Portuguese police said Friday they were reviewing their casework in connection with the disappearance of British girl Madeleine McCann, but this did not imply a reopening of the investigation.

A police team from Oporto, in the north of the country, was working in close cooperation with Britain’s Scotland Yard, deputy police chief Pedro do Carmo told AFP.

Portuguese police wound up their initial investigation into the 2007 disappearance of three-year-old Madeleine some 14 months ago. But her parents, Kate and Gerry McCann, won an assurance from British Prime Minister David Cameron that British police would help to re-examine the evidence.

Madeleine went missing from an apartment in the Algarve resort of Praia da Luz on May 3, 2007, a few days before her fourth birthday, as her parents and their friends dined at a restaurant nearby.
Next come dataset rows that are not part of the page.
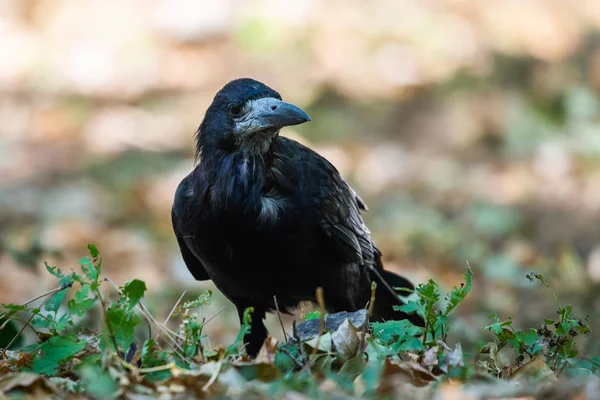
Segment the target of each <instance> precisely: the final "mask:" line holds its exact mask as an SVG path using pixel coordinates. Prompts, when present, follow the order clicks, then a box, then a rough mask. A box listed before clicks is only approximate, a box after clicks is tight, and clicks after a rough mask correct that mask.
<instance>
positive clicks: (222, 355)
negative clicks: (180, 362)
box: [202, 351, 225, 391]
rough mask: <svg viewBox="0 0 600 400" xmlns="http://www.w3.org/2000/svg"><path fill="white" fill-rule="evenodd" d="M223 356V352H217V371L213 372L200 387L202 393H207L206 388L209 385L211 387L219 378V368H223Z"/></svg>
mask: <svg viewBox="0 0 600 400" xmlns="http://www.w3.org/2000/svg"><path fill="white" fill-rule="evenodd" d="M224 355H225V352H223V351H221V352H219V361H217V369H216V370H215V372H214V374H213V375H212V376H211V377H210V379H209V380H208V382H206V385H204V386H202V390H203V391H207V390H208V388H209V387H210V385H212V384H213V383H214V382H215V381H216V380H217V377H218V376H219V373H220V372H221V367H222V366H223V356H224Z"/></svg>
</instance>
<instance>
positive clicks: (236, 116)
mask: <svg viewBox="0 0 600 400" xmlns="http://www.w3.org/2000/svg"><path fill="white" fill-rule="evenodd" d="M242 110H243V107H242V106H240V105H239V104H236V105H233V106H231V115H233V116H234V117H239V116H240V115H241V114H242Z"/></svg>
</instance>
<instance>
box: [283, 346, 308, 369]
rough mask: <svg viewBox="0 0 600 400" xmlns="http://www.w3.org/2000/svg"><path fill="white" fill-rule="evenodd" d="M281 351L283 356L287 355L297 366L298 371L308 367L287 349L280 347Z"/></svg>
mask: <svg viewBox="0 0 600 400" xmlns="http://www.w3.org/2000/svg"><path fill="white" fill-rule="evenodd" d="M279 351H281V352H282V353H283V354H285V355H287V356H288V357H289V358H290V359H291V360H292V361H293V362H294V364H296V368H297V369H301V368H303V367H304V365H306V364H302V363H301V362H300V361H298V359H297V358H296V357H294V355H293V354H292V353H290V352H289V351H288V349H286V348H285V347H280V348H279Z"/></svg>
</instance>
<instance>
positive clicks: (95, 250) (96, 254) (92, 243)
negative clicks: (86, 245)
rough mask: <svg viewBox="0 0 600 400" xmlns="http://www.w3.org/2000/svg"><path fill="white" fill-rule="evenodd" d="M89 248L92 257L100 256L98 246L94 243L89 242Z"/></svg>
mask: <svg viewBox="0 0 600 400" xmlns="http://www.w3.org/2000/svg"><path fill="white" fill-rule="evenodd" d="M88 250H89V251H90V255H91V256H92V258H98V256H99V255H100V252H99V251H98V248H97V247H96V245H95V244H93V243H88Z"/></svg>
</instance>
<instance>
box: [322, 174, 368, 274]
mask: <svg viewBox="0 0 600 400" xmlns="http://www.w3.org/2000/svg"><path fill="white" fill-rule="evenodd" d="M322 179H323V182H322V184H323V187H325V188H327V189H328V190H327V191H326V192H325V193H324V196H325V199H324V202H323V208H322V210H321V214H322V219H321V226H322V227H323V229H324V230H325V232H326V233H327V234H328V235H330V236H331V237H332V238H333V239H334V240H335V242H336V243H337V244H338V246H339V249H340V250H341V251H342V253H343V254H344V255H345V256H347V257H348V259H350V260H352V261H356V262H358V263H360V264H365V263H368V264H372V263H373V257H374V248H373V243H372V242H371V233H370V232H369V229H368V228H367V226H366V225H365V223H364V222H363V219H362V217H361V215H360V210H361V209H363V210H364V209H366V207H365V206H364V202H363V201H362V199H360V197H358V196H356V194H355V192H354V190H352V188H351V187H350V186H349V185H348V184H347V183H346V182H345V181H344V180H343V179H342V178H341V177H340V175H339V173H338V172H337V170H335V169H334V172H333V174H331V175H330V176H329V177H323V178H322Z"/></svg>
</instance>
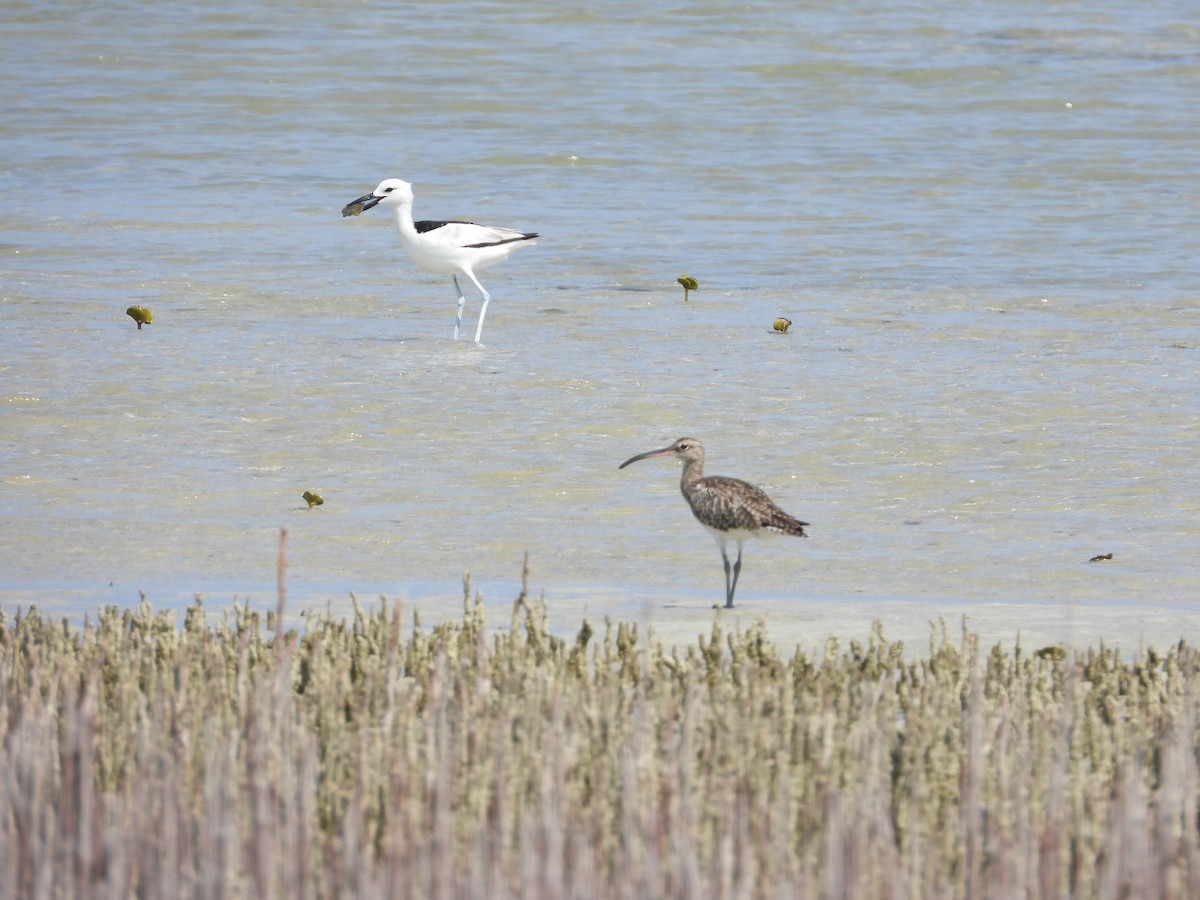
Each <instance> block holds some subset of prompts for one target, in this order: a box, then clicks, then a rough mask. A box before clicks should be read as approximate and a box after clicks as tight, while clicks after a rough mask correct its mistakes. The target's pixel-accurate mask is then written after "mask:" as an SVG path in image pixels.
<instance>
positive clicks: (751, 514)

The parents welcomed the news of a review of clues gathered during the investigation in a statement sent to Portugal’s Lusa news agency.

“What the parents want most of all is to find out what happened to their daughter, with the hope of finding her alive. For that, police must never give up looking for her, nor stop following leads,” the McCanns’ Portuguese lawyer Rogerio Alves said for his part.

Do Carmo said cooperation with Scotland Yard, the London Metropolitan Police, “has been carried out with the utmost discretion and will continue this way.”

He also said that “no time limit” had been set for the Portuguese police review work.